O físico brasileiro Marcelo Gleiser, em suas obras, aborda questões relacionadas à interconexão do homem com o meio ambiente, alertando para o fato de que a exploração descontrolada dos recursos naturais levará inevitavelmente a crises profundas e sistêmicas. Em A Ilha do Conhecimento, Gleiser discute os limites do saber humano e como a arrogância tecnológica pode cegar as sociedades para as consequências de suas ações. A disseminação da desinformação sobre os microplásticos é um exemplo claro dessa arrogância. Ao minimizar ou distorcer os riscos, as corporações e governos prolongam o ciclo de destruição ambiental.

•A Necessidade de Ações Imediatas e Alternativas Sustentáveis

É inegável que estamos no meio de uma crise climática e sanitária global, em parte intensificada pela disseminação descontrolada de microplásticos. No entanto, alternativas sustentáveis já estão disponíveis. Empresas inovadoras em todo o mundo têm desenvolvido materiais biodegradáveis e compostáveis, que poderiam, se adotados em escala, reduzir drasticamente a produção de plástico convencional. Alternativas à base de plantas, como bioplásticos feitos de amido de milho, cana-de-açúcar ou algas, já estão no mercado e demonstram ser eficazes para substituir o plástico em várias aplicações. Além disso, a ampliação de programas de economia circular, que promovem o reaproveitamento de materiais e a redução do desperdício, poderia transformar a maneira como lidamos com resíduos plásticos.
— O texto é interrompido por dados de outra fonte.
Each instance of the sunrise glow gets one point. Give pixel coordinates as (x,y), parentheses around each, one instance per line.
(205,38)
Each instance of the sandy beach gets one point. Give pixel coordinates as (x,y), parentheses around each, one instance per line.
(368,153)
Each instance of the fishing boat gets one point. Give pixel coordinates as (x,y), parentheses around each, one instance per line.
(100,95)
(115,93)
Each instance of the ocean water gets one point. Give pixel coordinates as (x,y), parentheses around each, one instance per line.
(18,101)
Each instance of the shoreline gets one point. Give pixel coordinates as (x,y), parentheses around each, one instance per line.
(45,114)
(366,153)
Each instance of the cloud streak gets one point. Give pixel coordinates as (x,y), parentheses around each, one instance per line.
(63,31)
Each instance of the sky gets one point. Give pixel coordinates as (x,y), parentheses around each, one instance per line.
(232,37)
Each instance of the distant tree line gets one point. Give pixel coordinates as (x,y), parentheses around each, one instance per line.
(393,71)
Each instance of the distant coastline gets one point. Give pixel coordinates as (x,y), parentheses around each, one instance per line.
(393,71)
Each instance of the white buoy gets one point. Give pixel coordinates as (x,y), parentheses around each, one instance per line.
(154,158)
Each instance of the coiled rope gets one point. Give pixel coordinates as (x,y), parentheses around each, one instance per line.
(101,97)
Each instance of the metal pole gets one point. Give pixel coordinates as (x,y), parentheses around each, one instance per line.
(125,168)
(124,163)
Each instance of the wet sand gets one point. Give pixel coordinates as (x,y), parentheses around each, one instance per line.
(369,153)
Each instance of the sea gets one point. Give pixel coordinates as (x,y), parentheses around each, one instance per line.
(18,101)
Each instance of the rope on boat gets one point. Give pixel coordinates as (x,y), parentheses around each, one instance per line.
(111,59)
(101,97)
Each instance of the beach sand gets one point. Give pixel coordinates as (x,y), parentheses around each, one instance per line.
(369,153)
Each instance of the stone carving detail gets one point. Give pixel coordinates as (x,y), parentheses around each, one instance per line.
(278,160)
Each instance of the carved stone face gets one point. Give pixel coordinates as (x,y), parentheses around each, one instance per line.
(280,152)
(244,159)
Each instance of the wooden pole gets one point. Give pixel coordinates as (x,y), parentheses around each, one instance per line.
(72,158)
Entretanto, para que essas alternativas tenham um impacto real, é necessária uma mudança radical nos comportamentos empresariais e nas políticas públicas. Não basta apenas promover soluções sustentáveis sem reduzir o uso de plásticos convencionais. Deve haver um esforço coordenado para limitar a produção de plásticos não recicláveis e para responsabilizar empresas que poluem o meio ambiente. Como bem aponta o ambientalista Bill McKibben, “o verdadeiro custo do plástico é pago pelo meio ambiente e pela saúde humana, e é um preço que a humanidade não pode mais se dar ao luxo de ignorar.”

•Conclusão

A proliferação de microplásticos nas metrópoles brasileiras e no mundo é uma catástrofe em curso, que reflete tanto a negligência institucional quanto a ganância corporativa. A desinformação disseminada sobre os riscos dessa contaminação é parte integrante da perpetuação dessa crise, e as consequências para a saúde pública e para o meio ambiente são incalculáveis. Enquanto isso, as alternativas sustentáveis existem e devem ser implementadas com urgência, tanto pelo setor privado quanto por governos. O que está em jogo não é apenas o futuro dos nossos oceanos, mas também a saúde e o bem-estar das gerações presentes e futuras. Como nos lembra Marcelo Gleiser, “o progresso, sem consciência, pode ser a maior fonte de nossa destruição.”

É hora de agir antes que o preço se torne irreversível.